Note also that if your queries are not parametrised (that is the values are not separated from the SQL) this may result in cache misses for statements that should be the same meaning that each request results in the query being analysed and optimized each time.
Process the query.
Prepare and return the results to the client.
This is just an overview of the kinds of things the most database management systems do to process an SQL request. You incur this overhead 500 times even if the the query itself runs relatively quickly. Bottom line database interactions even to local database are not as cheap as you might expect.

Map raw SQL to multiple related Django models

Due to performance reasons I can't use the ORM query methods of Django and I have to use raw SQL for some complex questions. I want to find a way to map the results of a SQL query to several models.
I know I can use the following statement to map the query results to one model, but I can't figure how to use it to be able to map to related models (like I can do by using the select_related statement in Django).
model_instance = MyModel(**dict(zip(field_names, row_data)))
Is there a relatively easy way to be able to map fields of related tables that are also in the query result set?
First, can you prove the ORM is stopping your performance? Sometimes performance problems are simply poor database design, or improper indexes. Usually this comes from trying to force-fit Django's ORM onto a legacy database design. Stored procedures and triggers can have adverse impact on performance -- especially when working with Django where the trigger code is expected to be in the Python model code.
Sometimes poor performance is an application issue. This includes needless order-by operations being done in the database.
The most common performance problem is an application that "over-fetches" data. Casually using the .all() method and creating large in-memory collections. This will crush performance. The Django query sets have to be touched as little as possible so that the query set iterator is given to the template for display.
Once you choose to bypass the ORM, you have to fight out the Object-Relational Impedance Mismatch problem. Again. Specifically, relational "navigation" has no concept of "related": it has to be a first-class fetch of a relational set using foreign keys. To assemble a complex in-memory object model via SQL is simply hard. Circular references make this very hard; resolving FK's into collections is hard.
If you're going to use raw SQL, you have two choices.
Eschew "select related" -- it doesn't exist -- and it's painful to implement.

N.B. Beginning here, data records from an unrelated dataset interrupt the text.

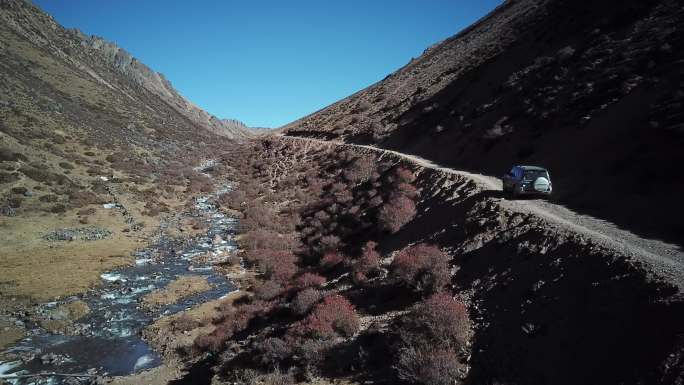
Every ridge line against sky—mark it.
[34,0,502,127]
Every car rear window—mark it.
[525,170,549,179]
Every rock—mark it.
[557,46,576,62]
[43,227,112,241]
[211,234,223,245]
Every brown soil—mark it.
[142,276,211,308]
[284,0,684,246]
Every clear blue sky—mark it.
[34,0,502,127]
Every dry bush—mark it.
[294,272,326,290]
[171,313,199,332]
[256,337,292,368]
[378,195,416,233]
[217,190,248,210]
[394,345,464,385]
[321,251,346,269]
[254,280,283,301]
[38,194,59,203]
[7,197,24,209]
[391,243,450,293]
[69,190,104,208]
[252,250,297,283]
[50,204,66,214]
[0,172,19,183]
[352,241,380,282]
[194,301,271,353]
[296,294,359,339]
[399,293,471,350]
[240,228,294,250]
[394,167,416,184]
[291,288,323,315]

Invent your own ORM-like "select related" features. A common approach is to add stateful getters that (a) check a private cache to see if they've fetched the related object and if the object doesn't exist, (b) fetch the related object from the database and update the cache.
In the process of inventing your own stateful getters, you'll be reinventing Django's, and you'll probably discover that it isn't the ORM layer, but a database design or an application design issue.